12. The PDGFR β antibody according to any one of claims 9-11, wherein the carrier is selected from the group consisting of a liposome, a polymersome, a nanoparticle and a microcapsule.

13. A bivalent bispecific, bivalent biparatopic or multispecific binding compound comprising a PDGFR β antibody according to any one of the preceding claims.

14. A nucleic acid encoding an antibody of any one of claims 1-8.

15. A method for producing the antibody of any one of claims 1-12, the method comprising expressing the nucleic acid of claim 14 in a relevant host cell and recovering the thus produced antibody from the cell, optionally further comprising providing the antibody with a detectable label, a therapeutic agent, a carrier, or any combination thereof.

16. A therapeutic composition, a diagnostic composition, or a combination thereof, comprising one or more antibodies according to any one of claims 1-13.

17. The PDGFR β antibody according to any one of claims 1-13, for use as targeting agent, diagnostic agent, therapeutic agent or any combination thereof.

18. The PDGFR β antibody of any one of claims 1-13 for use in a method of diagnosing and/or treatment of a PDGF- mediated disease or medical condition in a mammal.

19. The PDGFR β antibody for use according to claim 18, wherein said PDGF-mediated disease or medical condition is cancer, restenosis, fibrosis, angiogenesis, renal disease or cardiovascular disease.

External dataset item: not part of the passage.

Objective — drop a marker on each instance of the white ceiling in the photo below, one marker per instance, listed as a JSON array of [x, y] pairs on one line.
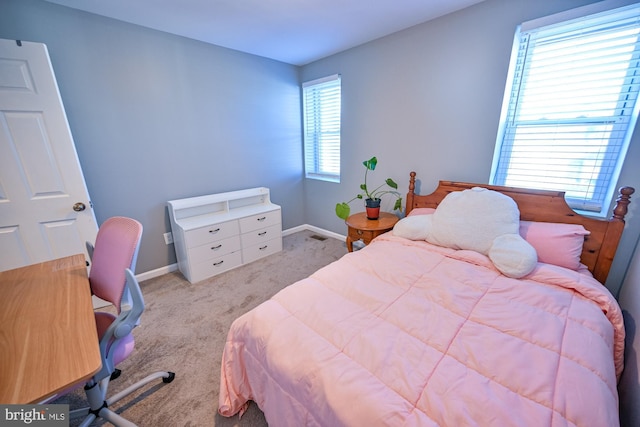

20. The PDGFR β antibody for use according to claim 18 or 19, wherein the method for treatment further comprises the administration of at least one further (chemo/(radio)therapeutic agent.

21. A method for diagnosing and/or treating of a PDGF- mediated disease or medical condition in a mammalian subject, preferably a human subject, comprising administering to the subject a PDGFR β antibody of any one of claims 1-13.

22. The method according to claim 21, wherein said PDGF-mediated disease or medical condition is cancer, restenosis, fibrosis, angiogenesis, pulmonary disease, renal disease or cardiovascular disease.

23. The method of treatment according to claim 21 or 22, wherein the treatment further comprises the administration of at least one further (chemo)therapeutic agent.